Researchers say we need broader ways to evaluate AI. It’s important to understand how AI affects human creativity. As AI becomes part of creative fields like engineering, architecture, music, and game design, working together becomes key.

The Swansea research examined how AI systems influence cognitive, emotional, and behavioral engagement. The study involved both a large field study with 808 participants and a controlled lab study with 12 participants. Researchers used the Genetic Car Designer tool, which employed MAP-Elites algorithms to generate diverse design suggestions.

The results showed that people who looked at AI-generated galleries spent more time on their tasks and created better designs. Still, opinions about how helpful the AI was varied a lot. Some liked the structured variety from MAP-Elites algorithms, while others preferred random suggestions for exploring new ideas.

“As the technology evolves, the question is not only what AI can do,” Walton said. “It’s how it can help us think, create and collaborate more effectively.”

Artificial Intelligence News: What This Means for the Future

Humanity’s Last Exam is set to be a lasting benchmark for future AI progress. Researchers made some of Humanity’s Last Exam questions public but kept others secret, so AI models can’t just memorize the answers.

The exam shows there are still big differences between AI and human intelligence. Even with fast advances in technology, machines don’t have real expert-level understanding. They still struggle with specialized knowledge and deep reasoning.

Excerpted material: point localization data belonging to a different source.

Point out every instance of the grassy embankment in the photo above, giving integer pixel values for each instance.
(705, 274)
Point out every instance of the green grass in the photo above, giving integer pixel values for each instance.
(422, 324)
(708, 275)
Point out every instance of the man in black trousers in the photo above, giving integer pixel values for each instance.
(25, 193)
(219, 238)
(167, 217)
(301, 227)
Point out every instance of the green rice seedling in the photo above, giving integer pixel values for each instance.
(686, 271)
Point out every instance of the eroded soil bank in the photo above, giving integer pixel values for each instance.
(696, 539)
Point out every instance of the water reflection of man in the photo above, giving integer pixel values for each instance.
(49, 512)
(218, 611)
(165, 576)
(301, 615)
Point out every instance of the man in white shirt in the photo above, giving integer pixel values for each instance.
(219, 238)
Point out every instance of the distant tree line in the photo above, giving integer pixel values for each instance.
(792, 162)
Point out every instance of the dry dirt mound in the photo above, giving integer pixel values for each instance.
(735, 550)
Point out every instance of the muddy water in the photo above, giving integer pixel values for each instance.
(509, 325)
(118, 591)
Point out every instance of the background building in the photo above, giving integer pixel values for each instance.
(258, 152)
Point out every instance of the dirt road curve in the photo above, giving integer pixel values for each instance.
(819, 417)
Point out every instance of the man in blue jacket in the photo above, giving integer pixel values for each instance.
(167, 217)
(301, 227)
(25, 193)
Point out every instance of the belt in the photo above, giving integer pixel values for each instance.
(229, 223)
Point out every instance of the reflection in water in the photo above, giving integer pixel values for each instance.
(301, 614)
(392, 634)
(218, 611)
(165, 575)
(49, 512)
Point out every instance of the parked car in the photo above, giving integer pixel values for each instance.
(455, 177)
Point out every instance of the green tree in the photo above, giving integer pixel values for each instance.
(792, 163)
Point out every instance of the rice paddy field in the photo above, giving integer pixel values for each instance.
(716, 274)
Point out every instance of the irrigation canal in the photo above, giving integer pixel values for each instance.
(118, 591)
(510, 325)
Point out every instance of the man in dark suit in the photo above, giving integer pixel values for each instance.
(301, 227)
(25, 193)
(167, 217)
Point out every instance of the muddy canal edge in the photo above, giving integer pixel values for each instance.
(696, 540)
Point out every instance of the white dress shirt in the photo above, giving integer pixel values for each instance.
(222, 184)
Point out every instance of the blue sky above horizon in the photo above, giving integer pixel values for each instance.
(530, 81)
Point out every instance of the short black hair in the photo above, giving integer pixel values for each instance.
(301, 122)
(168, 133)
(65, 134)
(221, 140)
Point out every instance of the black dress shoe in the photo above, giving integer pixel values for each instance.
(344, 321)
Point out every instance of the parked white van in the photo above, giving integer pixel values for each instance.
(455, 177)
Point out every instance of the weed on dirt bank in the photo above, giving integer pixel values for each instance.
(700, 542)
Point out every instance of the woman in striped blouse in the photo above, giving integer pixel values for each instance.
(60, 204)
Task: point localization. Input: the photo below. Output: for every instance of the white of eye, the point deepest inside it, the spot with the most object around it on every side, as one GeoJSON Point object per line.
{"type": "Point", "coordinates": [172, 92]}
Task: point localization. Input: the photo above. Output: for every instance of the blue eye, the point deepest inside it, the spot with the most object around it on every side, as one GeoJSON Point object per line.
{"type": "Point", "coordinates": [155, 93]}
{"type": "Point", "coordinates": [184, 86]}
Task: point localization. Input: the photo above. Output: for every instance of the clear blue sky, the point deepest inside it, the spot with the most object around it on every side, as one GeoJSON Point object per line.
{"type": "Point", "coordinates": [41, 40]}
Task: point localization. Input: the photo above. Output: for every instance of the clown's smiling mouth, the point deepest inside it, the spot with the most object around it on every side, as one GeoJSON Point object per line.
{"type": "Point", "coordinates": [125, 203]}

But the research on creative collaboration gives reason for hope. AI doesn’t have to replace human intelligence. Instead, it can boost and support what people can do. The technology is most useful when it helps human creativity and exploration.

Research About Artificial Intelligence

The latest artificial intelligence research paper reveals several important insights:

Current AI systems remain far from human expert performance on specialized tasks.
Traditional benchmarks no longer adequately measure AI capabilities.
AI shows promise as a creative collaborator rather than just a replacement tool.
Diverse AI outputs, including imperfect suggestions, enhance human creativity.
Evaluation methods need to capture deeper effects on human thinking.
Behavioral engagement with AI tools correlates with better design outcomes.
The gap between AI confidence and actual accuracy presents safety concerns.

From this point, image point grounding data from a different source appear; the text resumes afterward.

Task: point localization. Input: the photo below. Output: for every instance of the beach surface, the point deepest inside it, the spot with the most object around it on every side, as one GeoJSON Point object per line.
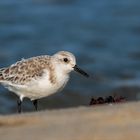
{"type": "Point", "coordinates": [106, 122]}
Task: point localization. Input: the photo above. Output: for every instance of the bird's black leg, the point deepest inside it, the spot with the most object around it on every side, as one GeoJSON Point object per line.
{"type": "Point", "coordinates": [19, 102]}
{"type": "Point", "coordinates": [35, 103]}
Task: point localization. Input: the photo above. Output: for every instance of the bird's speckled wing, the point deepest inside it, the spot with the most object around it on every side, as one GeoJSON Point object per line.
{"type": "Point", "coordinates": [25, 70]}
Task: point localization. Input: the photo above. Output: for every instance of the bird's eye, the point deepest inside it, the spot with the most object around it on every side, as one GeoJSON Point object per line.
{"type": "Point", "coordinates": [66, 60]}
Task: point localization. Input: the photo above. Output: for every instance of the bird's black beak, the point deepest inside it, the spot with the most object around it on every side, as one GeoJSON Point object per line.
{"type": "Point", "coordinates": [80, 71]}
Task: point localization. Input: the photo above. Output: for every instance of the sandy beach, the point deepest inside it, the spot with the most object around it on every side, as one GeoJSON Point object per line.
{"type": "Point", "coordinates": [107, 122]}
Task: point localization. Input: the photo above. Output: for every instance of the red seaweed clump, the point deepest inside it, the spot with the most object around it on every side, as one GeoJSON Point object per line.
{"type": "Point", "coordinates": [107, 100]}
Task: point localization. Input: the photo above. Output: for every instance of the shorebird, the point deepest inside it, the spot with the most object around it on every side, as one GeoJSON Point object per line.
{"type": "Point", "coordinates": [39, 76]}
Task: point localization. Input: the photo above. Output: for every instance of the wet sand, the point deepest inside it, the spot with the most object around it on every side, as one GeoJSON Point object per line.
{"type": "Point", "coordinates": [107, 122]}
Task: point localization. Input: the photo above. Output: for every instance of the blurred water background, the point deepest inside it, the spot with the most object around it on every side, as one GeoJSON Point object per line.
{"type": "Point", "coordinates": [103, 34]}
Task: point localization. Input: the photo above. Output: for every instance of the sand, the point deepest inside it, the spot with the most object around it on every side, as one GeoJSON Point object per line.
{"type": "Point", "coordinates": [107, 122]}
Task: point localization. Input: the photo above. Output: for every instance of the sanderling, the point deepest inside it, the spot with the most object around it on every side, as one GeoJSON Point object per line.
{"type": "Point", "coordinates": [40, 76]}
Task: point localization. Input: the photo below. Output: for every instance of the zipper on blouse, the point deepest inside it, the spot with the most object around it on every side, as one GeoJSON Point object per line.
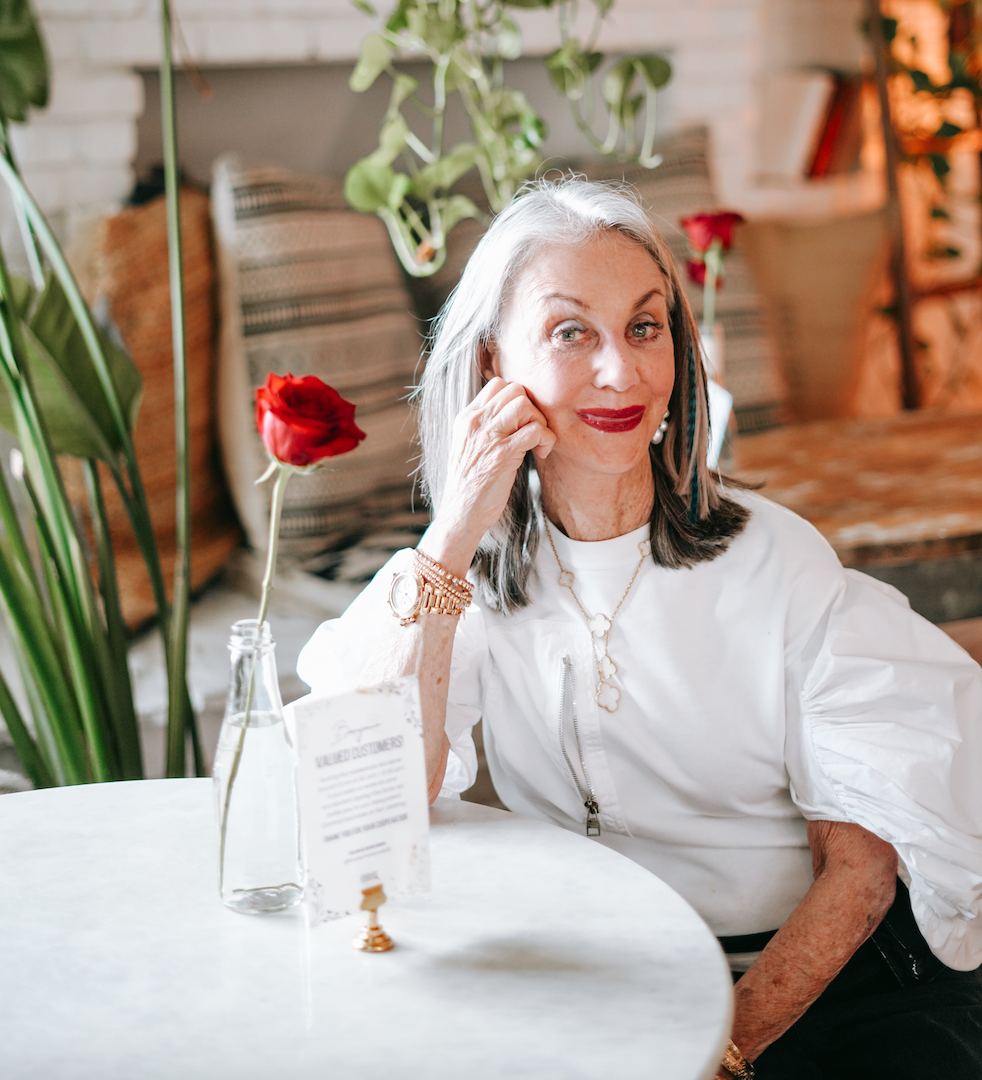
{"type": "Point", "coordinates": [588, 795]}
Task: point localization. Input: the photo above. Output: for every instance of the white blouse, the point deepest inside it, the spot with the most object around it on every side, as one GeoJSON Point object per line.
{"type": "Point", "coordinates": [759, 690]}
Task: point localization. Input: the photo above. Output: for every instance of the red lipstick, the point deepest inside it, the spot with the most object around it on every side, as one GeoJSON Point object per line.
{"type": "Point", "coordinates": [613, 419]}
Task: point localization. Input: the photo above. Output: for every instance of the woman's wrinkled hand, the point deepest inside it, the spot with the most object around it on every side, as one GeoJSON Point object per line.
{"type": "Point", "coordinates": [489, 441]}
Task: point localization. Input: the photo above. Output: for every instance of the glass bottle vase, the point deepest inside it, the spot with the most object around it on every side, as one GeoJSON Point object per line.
{"type": "Point", "coordinates": [259, 865]}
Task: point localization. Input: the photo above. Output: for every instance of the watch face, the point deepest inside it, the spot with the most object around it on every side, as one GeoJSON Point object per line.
{"type": "Point", "coordinates": [405, 594]}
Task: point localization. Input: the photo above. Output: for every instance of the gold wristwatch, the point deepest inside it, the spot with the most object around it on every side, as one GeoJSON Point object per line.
{"type": "Point", "coordinates": [415, 592]}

Rethinking How We Measure Artificial Intelligence

The Swansea research brings up important ideas for judging human-AI systems. The study looked at three types of engagement: cognitive, which is about attention and effort; emotional, which covers feelings and interest; and behavioral, which means actions and participation.

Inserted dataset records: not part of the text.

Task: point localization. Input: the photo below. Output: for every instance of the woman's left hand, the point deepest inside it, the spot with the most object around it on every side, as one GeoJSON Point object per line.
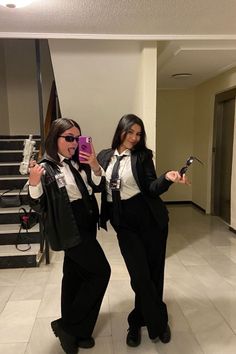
{"type": "Point", "coordinates": [174, 176]}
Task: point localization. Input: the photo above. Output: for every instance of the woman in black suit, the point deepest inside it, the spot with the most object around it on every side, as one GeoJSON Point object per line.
{"type": "Point", "coordinates": [133, 205]}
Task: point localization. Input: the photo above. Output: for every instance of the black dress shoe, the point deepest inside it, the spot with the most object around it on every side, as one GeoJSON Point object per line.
{"type": "Point", "coordinates": [68, 342]}
{"type": "Point", "coordinates": [86, 342]}
{"type": "Point", "coordinates": [165, 337]}
{"type": "Point", "coordinates": [133, 338]}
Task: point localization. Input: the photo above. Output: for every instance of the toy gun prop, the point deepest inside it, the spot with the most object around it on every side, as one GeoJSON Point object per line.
{"type": "Point", "coordinates": [189, 161]}
{"type": "Point", "coordinates": [28, 154]}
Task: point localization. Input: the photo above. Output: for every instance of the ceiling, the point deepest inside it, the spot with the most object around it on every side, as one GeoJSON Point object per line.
{"type": "Point", "coordinates": [196, 37]}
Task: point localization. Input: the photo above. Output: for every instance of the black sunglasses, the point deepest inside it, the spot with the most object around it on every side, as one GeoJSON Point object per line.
{"type": "Point", "coordinates": [189, 161]}
{"type": "Point", "coordinates": [70, 138]}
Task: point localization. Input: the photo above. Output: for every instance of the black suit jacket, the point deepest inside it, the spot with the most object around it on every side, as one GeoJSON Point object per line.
{"type": "Point", "coordinates": [149, 184]}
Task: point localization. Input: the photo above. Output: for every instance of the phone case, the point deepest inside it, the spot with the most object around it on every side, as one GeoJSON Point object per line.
{"type": "Point", "coordinates": [85, 145]}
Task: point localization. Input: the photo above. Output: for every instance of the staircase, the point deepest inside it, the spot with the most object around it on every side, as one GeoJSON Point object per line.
{"type": "Point", "coordinates": [11, 154]}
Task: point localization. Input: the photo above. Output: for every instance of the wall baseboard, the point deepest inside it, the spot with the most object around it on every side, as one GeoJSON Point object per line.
{"type": "Point", "coordinates": [186, 202]}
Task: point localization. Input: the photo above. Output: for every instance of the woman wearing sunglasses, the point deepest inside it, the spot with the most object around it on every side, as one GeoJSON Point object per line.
{"type": "Point", "coordinates": [133, 205]}
{"type": "Point", "coordinates": [62, 190]}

The findings showed that just looking at AI suggestions changed how people designed things. This challenges current ways of measuring AI, which often only count clicks or copies. The time people spent viewing galleries was just as important as direct actions.

The research also found that designers changed their approach as they worked. Some focused on making the best designs, while others experimented and learned from both good and bad examples. This suggests that AI systems should adjust to different user preferences and stages of the design process.

Understanding Artificial Intelligence’s True Potential

These studies give us important insights into what AI can and can’t do. Humanity’s Last Exam shows that AI still has a long way to go. Even the most advanced systems have trouble with expert-level academic tasks, and there’s still a big gap between machines and human experts.

Still, the research on creative collaboration gives an optimistic view. When designed well, AI can help people do more. It encourages exploration, keeps people engaged, and leads to better results. The real value of AI is in working together with humans, not replacing them.

As AI keeps evolving, it’s important to measure its abilities accurately. Policymakers, developers, and users all need a clear understanding of what these systems can do. This knowledge helps everyone make better choices about how to use and manage AI.

The research shows that human expertise is still essential. Machines are good at some tasks, but they don’t have the depth of understanding that people do. The future will likely see humans and AI working together, achieving more as a team than either could alone.